Kita adalah apa yang kita
pikirkan. Sepertinya pantas dianalogikan dengan keputusan Muluk untuk menolak
tawaran pekerjaan sebagai TKI di luar negeri dengan alasan yang tidak
rasional. Yaitu bayangan hukum cambuk melayang-layang di pikirannya, cukup
membuat Muluk menjadi pecundang besar. Cukup miris memang. Seorang sarjana yang
notabene kaum dengan intelektualitas tinggi, gentar dengan pikiran sempit dan
ketakutan yang tidak beralasan. Seharusnya, Muluk tidak menjadi pecundang yang
takut hanya dengan bayangan ‘hukum cambuk’ di benaknya, padahal kesempatan
besar menghampirinya.
Refleksi dari film ini banyak
sekali. Yaitu ada sisi yang belum terjamah oleh publik dan pemerintah terhadap
keberlangsungan kehidupan para masyarakat 'pra-sejahtera', khususnya anak-anak.
Mereka yang hidupnya terlantar karena menjadi korban dari kerasnya kehidupan
perkotaan, sekaligus menjadi korban politik pemerintahaan yang sering ingkar
janji.

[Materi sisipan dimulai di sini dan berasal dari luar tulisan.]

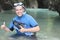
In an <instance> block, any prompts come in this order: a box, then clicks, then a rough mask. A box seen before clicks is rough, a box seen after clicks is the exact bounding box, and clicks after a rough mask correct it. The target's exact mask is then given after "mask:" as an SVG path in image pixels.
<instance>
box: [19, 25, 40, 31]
mask: <svg viewBox="0 0 60 40" xmlns="http://www.w3.org/2000/svg"><path fill="white" fill-rule="evenodd" d="M20 27H21V29H20V32H38V31H40V27H39V26H36V27H33V28H28V29H26V28H23V27H22V26H20Z"/></svg>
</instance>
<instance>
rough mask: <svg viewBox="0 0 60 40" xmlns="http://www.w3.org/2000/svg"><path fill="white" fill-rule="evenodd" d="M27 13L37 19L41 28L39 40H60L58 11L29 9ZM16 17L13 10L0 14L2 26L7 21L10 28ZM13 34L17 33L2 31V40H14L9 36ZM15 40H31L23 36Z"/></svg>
mask: <svg viewBox="0 0 60 40" xmlns="http://www.w3.org/2000/svg"><path fill="white" fill-rule="evenodd" d="M27 12H28V14H30V15H31V16H33V17H34V18H35V20H36V21H37V22H38V24H39V26H40V28H41V30H40V31H39V32H37V34H36V36H37V40H60V17H59V14H58V13H57V12H56V11H51V10H48V9H27ZM15 15H16V14H15V12H13V11H12V10H8V11H3V12H0V25H1V24H2V23H3V22H4V21H5V22H6V25H7V26H9V23H10V21H11V20H12V18H13V17H14V16H15ZM13 34H15V31H13V32H5V31H4V30H2V29H0V40H12V39H11V38H9V36H10V35H13ZM13 40H30V39H29V38H25V37H23V36H22V37H20V38H18V39H13Z"/></svg>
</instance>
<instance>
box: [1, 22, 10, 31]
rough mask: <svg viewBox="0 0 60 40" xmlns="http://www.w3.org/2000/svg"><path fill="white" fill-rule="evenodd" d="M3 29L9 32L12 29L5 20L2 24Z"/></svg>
mask: <svg viewBox="0 0 60 40" xmlns="http://www.w3.org/2000/svg"><path fill="white" fill-rule="evenodd" d="M1 29H4V30H5V31H7V32H9V31H10V29H9V28H8V27H6V25H5V22H3V25H1Z"/></svg>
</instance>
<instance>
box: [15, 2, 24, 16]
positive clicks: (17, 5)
mask: <svg viewBox="0 0 60 40" xmlns="http://www.w3.org/2000/svg"><path fill="white" fill-rule="evenodd" d="M14 7H15V11H16V14H17V15H18V16H22V15H23V13H24V11H25V7H24V5H23V3H22V2H20V3H14Z"/></svg>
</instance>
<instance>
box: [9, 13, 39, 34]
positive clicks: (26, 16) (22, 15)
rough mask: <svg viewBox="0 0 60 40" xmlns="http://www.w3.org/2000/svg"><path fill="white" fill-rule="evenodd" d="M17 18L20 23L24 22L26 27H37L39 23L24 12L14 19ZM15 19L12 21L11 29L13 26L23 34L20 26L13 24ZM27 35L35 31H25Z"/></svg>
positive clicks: (23, 25)
mask: <svg viewBox="0 0 60 40" xmlns="http://www.w3.org/2000/svg"><path fill="white" fill-rule="evenodd" d="M14 20H16V21H18V22H20V23H22V24H23V26H24V28H26V29H27V28H33V27H36V26H37V25H38V23H37V22H36V21H35V19H34V18H33V17H32V16H30V15H28V14H23V15H22V16H21V17H19V16H16V17H15V18H13V21H14ZM13 21H12V22H11V23H10V27H9V28H10V29H11V28H13V29H15V30H16V31H17V33H18V34H23V33H21V32H20V31H19V28H17V27H16V26H15V25H14V24H13ZM24 34H25V35H33V34H34V33H32V32H25V33H24Z"/></svg>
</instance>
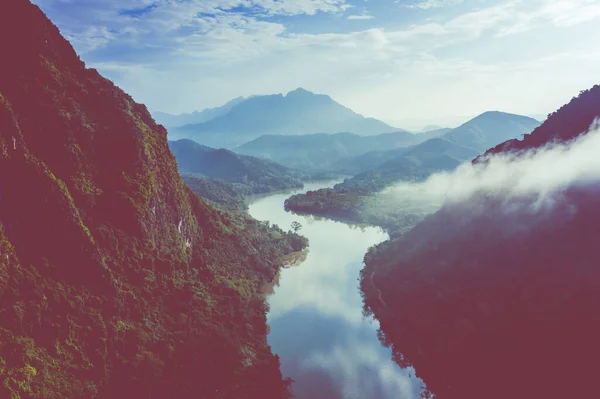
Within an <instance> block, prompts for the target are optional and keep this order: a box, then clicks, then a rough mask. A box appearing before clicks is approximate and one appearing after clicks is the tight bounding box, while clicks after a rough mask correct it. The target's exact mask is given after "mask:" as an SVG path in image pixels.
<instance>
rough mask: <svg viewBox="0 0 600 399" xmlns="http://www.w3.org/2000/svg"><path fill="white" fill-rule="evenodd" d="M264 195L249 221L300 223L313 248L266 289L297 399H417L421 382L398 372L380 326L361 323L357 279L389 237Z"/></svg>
mask: <svg viewBox="0 0 600 399" xmlns="http://www.w3.org/2000/svg"><path fill="white" fill-rule="evenodd" d="M330 185H331V182H330V184H329V185H327V184H323V183H320V184H311V185H308V184H307V185H306V187H305V189H304V190H298V191H296V192H294V193H289V192H288V193H280V194H274V195H270V196H264V197H262V198H260V199H256V200H255V201H253V202H252V203H251V204H250V208H249V212H250V214H251V215H252V216H253V217H255V218H257V219H259V220H265V221H266V220H268V221H269V222H270V223H272V224H276V225H279V226H282V227H283V226H286V227H287V226H290V225H291V223H292V222H298V223H300V225H301V226H302V227H301V228H300V231H299V233H300V234H302V235H304V236H305V237H307V238H308V239H309V241H310V250H309V251H308V252H307V253H306V259H304V260H302V261H301V263H300V264H298V265H297V266H295V267H289V268H284V269H282V270H281V272H280V273H279V275H278V276H277V278H276V281H275V282H274V284H273V285H272V286H270V287H267V288H266V290H265V291H266V293H267V295H268V303H269V307H270V311H269V314H268V316H267V317H268V323H269V326H270V327H269V330H270V333H269V336H268V342H269V344H270V345H271V348H272V350H273V352H274V353H276V354H277V355H278V356H279V359H280V362H281V370H282V373H283V375H284V376H285V377H290V378H292V379H293V380H294V381H295V382H294V384H293V385H292V391H293V393H294V394H295V397H296V398H297V399H309V398H310V399H314V398H323V399H325V398H327V399H329V398H344V397H360V398H370V399H398V398H402V399H417V398H419V396H420V392H422V390H423V383H422V381H421V380H419V379H418V378H417V377H416V376H415V371H414V370H413V369H411V368H405V369H403V368H401V367H399V366H398V365H397V364H396V363H395V362H394V361H393V359H392V353H391V351H390V350H389V349H388V348H386V347H384V346H383V345H382V344H381V342H380V341H379V339H378V335H377V330H378V323H377V321H375V320H373V319H372V318H369V317H364V316H363V299H362V296H361V293H360V291H359V289H358V286H357V279H358V277H359V275H360V271H361V270H362V268H363V257H364V255H365V253H366V252H367V251H368V249H369V248H370V247H372V246H373V245H375V244H378V243H381V242H383V241H386V240H387V239H388V238H389V236H388V235H387V234H386V233H385V231H383V230H382V229H380V228H377V227H370V226H362V227H360V228H358V227H357V226H351V225H348V224H345V223H340V222H336V221H332V220H328V219H318V218H315V217H312V216H305V215H297V214H293V213H290V212H286V211H285V210H284V206H283V205H284V202H285V200H286V199H287V198H288V197H289V195H290V194H299V193H302V192H304V191H309V190H316V189H319V188H324V187H328V186H330Z"/></svg>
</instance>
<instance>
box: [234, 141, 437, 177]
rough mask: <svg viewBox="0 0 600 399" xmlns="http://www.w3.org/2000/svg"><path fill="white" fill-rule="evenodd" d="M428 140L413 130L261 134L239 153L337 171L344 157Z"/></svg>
mask: <svg viewBox="0 0 600 399" xmlns="http://www.w3.org/2000/svg"><path fill="white" fill-rule="evenodd" d="M423 140H426V136H423V137H421V136H420V135H419V136H417V135H414V134H412V133H409V132H394V133H384V134H380V135H377V136H359V135H357V134H352V133H335V134H326V133H318V134H305V135H300V136H272V135H266V136H261V137H259V138H257V139H255V140H252V141H250V142H248V143H245V144H243V145H241V146H239V147H237V148H235V149H234V151H235V152H237V153H240V154H246V155H253V156H255V157H259V158H264V159H270V160H273V161H275V162H278V163H281V164H282V165H286V166H289V167H291V168H295V169H299V170H310V171H312V170H337V169H338V168H337V165H338V163H339V162H341V161H342V160H345V159H348V158H352V157H356V156H359V155H362V154H364V153H367V152H369V151H376V150H389V149H391V148H398V147H408V146H410V145H414V144H418V143H420V142H421V141H423Z"/></svg>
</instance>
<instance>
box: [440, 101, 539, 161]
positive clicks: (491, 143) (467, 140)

Pendidikan menjadi salah satu tolak ukur tingkat kualitas suatu bangsa.
Namun apa yang terjadi, banyak ditemui, khususnya dalam film tersebut, untuk
memgang pensil pun mereka masih belum menguasainya. Dimana tanggung jawabmu, Pemerintah?
Pikiran yang mencipta, pikiran
pula yang menentukan. Jika kita mengkonsep diri kita sebagai pribadi yang lemah
dan tidak tahan banting, maka itu adalah sebuah pengakuan dan selayaknya patut
terjadi. Mereka yang bernasib kurang beruntung, hanya bisa berpasrah, tanpa sedikitpun
bergeming dari zona yang mereka anggap nyaman, padahal jelas sekali itu
membahayakan masa depan mereka. Selain itu, dengan pikiran yang sempit maka
itulah yang akan membatasi kreativitas dan cita-cita kita sesungguhnya. Budaya
melihat sesuatu hanya dari satu sisi saja sepertinya telah mendarah daging di
kehidupan bangsa ini. Sepatutnya kita melihat sebuah fenomena dari berbagai
sisi dan berpikir ke arah masa depan.
Lingkungan adalah sumber dari
pengaruh yang terjadi dalam hidup kita. Jika kita bisa memilih lingkungan atau
pergaulan yang baik, maka kita akan menjadi pribadi yang baik. Sebaliknya,
ketika kita salah memilih, nikmati saja kesalahan tersebut.
Paling tidak, film ini adalah
refleksi bangsa kita dengan budaya yang telah porak-poranda. Kritik sosial
hadir dalam film ini dengan menyinggung masalah kehidupan masyarakat
pra-sejahtera yang tercabut hak-haknya karena pola pikir yang sempit serta
lingkungan yang tidak mendukung mereka untuk maju, menembus impian dan
cita-cita yang seharunya bisa mereka lalui. Inikah wajah bangsamu, Indonesia?
Apakah kau tak malu lalu sadar diri?